Single by Six60
- Released: 26 February 2021
- Genre: Pop
- Length: 3:18
- Label: Epic, Massive
- Songwriter(s): Jacob Dutton; Marlon Gerbes; James Ho; Paul Shelton;
- Producer(s): Malay

Six60 singles chronology
| "Fade Away" (2020) | "All She Wrote" (2021) | "Pepeha" (2021) |

Music video
- "All She Wrote" on YouTube

= All She Wrote (Six60 song) =

2021 single by Six60

"All She Wrote" is a song by New Zealand band Six60, released as a single in February 2021, during their Six60 Saturdays tour. The song was a hit for the band, reaching number one in New Zealand.

==Background and composition==

The band first wrote the chords for the song on an old guitar, which only had three remaining strings. The song was produced by Malay, and the song's lyrics were inspired by acceptance.

== Release and promotion ==

The song was debuted live on 16 January 2021 during the band's first performance of the Six60 Saturdays tour of New Zealand, and was released just prior to the final performance of the tour in Hamilton.

==Music video==

The song's music video features a number of cameos by New Zealand celebrities, including sportspeople Dan Carter and Joseph Parker, politician Chlöe Swarbrick, musicians Dave Dobbyn and Mitch James, and newscasters Mike McRoberts and Samantha Hayes.
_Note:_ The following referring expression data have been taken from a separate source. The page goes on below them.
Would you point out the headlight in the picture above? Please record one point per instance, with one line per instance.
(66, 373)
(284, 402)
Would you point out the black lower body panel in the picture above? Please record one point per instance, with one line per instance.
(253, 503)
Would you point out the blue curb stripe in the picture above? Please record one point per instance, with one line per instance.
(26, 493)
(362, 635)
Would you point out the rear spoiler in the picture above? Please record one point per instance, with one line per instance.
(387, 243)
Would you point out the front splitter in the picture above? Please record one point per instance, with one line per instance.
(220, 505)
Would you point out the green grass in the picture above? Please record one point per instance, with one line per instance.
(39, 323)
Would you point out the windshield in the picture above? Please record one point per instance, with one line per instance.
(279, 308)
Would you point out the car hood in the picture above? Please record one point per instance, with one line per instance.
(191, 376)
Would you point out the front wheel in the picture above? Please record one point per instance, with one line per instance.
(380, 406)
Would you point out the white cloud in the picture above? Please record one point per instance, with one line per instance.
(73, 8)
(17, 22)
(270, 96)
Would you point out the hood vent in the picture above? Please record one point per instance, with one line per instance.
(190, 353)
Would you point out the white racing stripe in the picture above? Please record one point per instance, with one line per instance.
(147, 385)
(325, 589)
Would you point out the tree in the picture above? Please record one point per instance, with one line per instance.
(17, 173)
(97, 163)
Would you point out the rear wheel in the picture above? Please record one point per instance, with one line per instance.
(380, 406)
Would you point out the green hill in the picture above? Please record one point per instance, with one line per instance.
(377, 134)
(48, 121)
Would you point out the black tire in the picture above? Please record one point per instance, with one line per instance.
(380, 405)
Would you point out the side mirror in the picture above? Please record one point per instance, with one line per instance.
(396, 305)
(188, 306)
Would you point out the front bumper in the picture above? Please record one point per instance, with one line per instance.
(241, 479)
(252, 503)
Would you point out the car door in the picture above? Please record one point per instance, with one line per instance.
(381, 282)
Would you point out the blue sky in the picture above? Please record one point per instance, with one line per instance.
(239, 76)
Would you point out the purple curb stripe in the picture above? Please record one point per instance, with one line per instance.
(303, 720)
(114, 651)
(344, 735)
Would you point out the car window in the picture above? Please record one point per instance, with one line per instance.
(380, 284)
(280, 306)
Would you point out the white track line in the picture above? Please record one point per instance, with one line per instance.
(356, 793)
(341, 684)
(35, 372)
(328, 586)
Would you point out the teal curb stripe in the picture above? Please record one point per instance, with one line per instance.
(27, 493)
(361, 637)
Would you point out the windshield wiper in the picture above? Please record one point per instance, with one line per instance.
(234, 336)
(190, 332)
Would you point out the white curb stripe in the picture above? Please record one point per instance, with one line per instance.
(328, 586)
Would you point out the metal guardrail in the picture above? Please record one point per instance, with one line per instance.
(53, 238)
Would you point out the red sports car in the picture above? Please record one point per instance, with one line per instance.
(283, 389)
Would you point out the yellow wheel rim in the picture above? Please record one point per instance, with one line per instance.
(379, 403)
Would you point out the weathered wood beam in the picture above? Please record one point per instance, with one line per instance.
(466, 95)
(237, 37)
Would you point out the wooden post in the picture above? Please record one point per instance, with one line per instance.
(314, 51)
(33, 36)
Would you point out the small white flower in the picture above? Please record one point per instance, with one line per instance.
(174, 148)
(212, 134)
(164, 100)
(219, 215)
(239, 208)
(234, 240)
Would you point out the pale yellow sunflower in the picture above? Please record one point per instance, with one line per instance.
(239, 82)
The video's concept was inspired by the idea of musicians testing their music through car speakers before release, and is an homage to "How Bizarre" (1995) by OMC.

==Critical reception==

The song was nominated for the 2021 Aotearoa Music Award for Single of the Year award.

==Credits and personnel==
Credits adapted from Tidal.

- Jacob Dutton – songwriting
- Marlon Gerbes – songwriting
- James Ho – production, songwriting
- Dave Kutch – mastering engineer
- Paul Shelton – songwriting
- Six60 – performer

==Charts==

| Chart (2021) | Peak position |
|---|---|
| New Zealand (Recorded Music NZ) | 1 |

=== Year-end charts ===

| Chart (2021) | Position |
|---|---|
| New Zealand (Recorded Music NZ) | 18 |

== Certifications ==

Certifications for "All She Wrote"
| Region | Certification | Certified units/sales |
| New Zealand (RMNZ) | 4× Platinum | 120,000^{‡} |
^{‡} Sales+streaming figures based on certification alone.